I could be crawling along the freshly painted red Freedom Trail stripe at the Boylston T kiosk, mouth full of peanut butter and saltines with a sun-lamp strapped to the back of my head – and some twat would pick that particular moment to stroll by and declare “What’s the big deal? I like it when it’s this hot!” Well, if that’s indeed the case, please let me extend to you this invitation to die immediately in a roofdeck propane fire.
“Air conditioner? Poppycock – save your utility money and just give in to this beautiful heat. Slather yourself in Crisco and find a nice patch of incindiary North End sidewalk to lie on. Get some rays. Sure, the 16-year-old bubblegum will be liquifying straight into your hair, but I love it I love it I love it!” This girl lives in my building. And while I’m exaggerating her exact statement to me Sunday morning as I struggled to install my decade old airplane hanger AC unit, I am in no way exaggerating the sudden desire I felt to drop said 100 pounds of freon fixture on her jelly-sandled tootsies.

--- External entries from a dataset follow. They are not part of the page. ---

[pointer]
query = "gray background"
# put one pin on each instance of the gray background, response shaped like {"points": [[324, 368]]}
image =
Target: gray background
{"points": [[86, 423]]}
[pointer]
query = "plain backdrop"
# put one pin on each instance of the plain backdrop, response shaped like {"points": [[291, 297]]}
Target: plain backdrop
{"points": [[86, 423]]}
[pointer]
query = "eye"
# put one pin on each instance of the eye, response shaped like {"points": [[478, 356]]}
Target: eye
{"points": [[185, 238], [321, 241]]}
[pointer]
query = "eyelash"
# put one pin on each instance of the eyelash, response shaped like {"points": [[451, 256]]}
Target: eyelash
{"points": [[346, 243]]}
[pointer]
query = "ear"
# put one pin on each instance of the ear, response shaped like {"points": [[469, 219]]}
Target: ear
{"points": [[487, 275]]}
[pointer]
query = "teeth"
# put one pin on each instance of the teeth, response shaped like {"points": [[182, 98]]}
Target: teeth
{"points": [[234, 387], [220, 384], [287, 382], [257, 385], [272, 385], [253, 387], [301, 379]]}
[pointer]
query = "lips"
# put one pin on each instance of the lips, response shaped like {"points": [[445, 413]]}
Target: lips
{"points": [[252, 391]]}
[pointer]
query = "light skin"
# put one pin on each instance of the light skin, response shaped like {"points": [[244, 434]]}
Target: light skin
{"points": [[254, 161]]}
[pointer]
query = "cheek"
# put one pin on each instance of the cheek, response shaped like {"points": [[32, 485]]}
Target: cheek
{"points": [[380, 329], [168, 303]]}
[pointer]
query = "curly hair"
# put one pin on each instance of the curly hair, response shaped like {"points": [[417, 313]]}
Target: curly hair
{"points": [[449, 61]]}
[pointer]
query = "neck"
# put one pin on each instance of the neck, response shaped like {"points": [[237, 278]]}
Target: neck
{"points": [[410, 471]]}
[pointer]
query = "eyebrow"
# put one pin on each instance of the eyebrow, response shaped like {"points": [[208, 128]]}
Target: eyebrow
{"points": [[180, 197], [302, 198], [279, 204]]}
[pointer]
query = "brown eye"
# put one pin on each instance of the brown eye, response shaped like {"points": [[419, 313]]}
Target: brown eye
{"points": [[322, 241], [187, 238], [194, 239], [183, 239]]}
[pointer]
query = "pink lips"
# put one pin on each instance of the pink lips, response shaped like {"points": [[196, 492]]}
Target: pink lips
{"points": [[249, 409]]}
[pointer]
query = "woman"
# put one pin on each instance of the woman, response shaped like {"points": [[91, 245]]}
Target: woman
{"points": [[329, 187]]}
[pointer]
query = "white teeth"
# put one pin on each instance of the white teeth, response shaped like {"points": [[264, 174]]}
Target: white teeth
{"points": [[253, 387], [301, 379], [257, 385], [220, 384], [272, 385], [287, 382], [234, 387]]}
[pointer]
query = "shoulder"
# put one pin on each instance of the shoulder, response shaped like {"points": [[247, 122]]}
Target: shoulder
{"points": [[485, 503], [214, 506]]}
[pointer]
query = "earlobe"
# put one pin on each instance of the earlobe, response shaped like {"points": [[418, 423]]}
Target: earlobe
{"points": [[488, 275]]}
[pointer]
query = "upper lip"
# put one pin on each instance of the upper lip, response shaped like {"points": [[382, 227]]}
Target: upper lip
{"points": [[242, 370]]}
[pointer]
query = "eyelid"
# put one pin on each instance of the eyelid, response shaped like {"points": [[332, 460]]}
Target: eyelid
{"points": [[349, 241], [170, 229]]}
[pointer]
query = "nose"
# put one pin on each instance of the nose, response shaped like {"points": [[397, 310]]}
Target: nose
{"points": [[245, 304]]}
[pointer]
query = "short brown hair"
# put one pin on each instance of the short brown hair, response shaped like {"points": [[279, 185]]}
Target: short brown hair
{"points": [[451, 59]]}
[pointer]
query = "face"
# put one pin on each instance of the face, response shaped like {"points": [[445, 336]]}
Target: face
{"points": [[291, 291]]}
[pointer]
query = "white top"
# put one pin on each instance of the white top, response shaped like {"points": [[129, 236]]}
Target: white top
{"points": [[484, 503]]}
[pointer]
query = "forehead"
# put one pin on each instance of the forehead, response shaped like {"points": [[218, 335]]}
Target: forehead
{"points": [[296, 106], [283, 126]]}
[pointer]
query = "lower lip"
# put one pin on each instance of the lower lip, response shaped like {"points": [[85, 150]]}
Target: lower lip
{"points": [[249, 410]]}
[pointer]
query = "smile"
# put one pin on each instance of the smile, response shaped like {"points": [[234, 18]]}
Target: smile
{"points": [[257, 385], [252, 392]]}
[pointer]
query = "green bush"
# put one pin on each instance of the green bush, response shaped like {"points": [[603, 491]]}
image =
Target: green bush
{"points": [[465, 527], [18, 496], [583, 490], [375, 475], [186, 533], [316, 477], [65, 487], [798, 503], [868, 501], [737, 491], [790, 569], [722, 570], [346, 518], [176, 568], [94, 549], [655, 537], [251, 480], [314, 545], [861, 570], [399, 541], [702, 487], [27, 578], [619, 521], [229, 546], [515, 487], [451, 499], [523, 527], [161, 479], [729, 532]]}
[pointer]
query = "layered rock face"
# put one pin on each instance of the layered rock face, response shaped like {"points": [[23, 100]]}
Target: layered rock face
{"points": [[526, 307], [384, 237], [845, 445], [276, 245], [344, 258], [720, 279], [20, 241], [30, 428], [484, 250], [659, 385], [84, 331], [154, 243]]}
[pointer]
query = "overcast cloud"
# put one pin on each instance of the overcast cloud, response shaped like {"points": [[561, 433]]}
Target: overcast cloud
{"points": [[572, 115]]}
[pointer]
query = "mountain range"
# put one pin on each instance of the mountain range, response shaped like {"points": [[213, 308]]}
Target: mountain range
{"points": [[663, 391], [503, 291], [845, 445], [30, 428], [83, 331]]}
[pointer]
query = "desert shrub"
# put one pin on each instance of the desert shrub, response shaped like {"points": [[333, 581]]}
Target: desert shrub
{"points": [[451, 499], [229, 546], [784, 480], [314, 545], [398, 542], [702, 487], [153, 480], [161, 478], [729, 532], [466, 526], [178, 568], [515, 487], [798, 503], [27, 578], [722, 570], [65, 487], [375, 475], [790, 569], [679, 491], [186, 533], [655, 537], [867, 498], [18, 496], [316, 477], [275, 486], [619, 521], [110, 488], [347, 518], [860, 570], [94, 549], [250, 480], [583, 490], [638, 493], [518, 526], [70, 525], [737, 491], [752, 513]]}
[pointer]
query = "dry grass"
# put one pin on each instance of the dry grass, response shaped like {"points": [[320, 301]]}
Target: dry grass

Maybe it’s because I’m a frostback. Maybe it’s because I wasn’t an Afrikaans tobacco farmer in a former life. Regardless, I don’t do well in the heat – and I really wish I still owned one of these.
Detroit Velvet Smooth from Moncton
At least you didn’t get the old, “hot enough for you” that people love to throw around. Every time I hear that, I come this close to going on a seven state killing spree.
Brian Fitzgerald
Amen
Lisa F.
Oh my god, I loved the Snoopy Snow Cone Machine. I got it as a gift for my fifth birthday (insert age joke here) and it was the best present ever.
Also, the title of this post made me laugh out loud. Amen is right.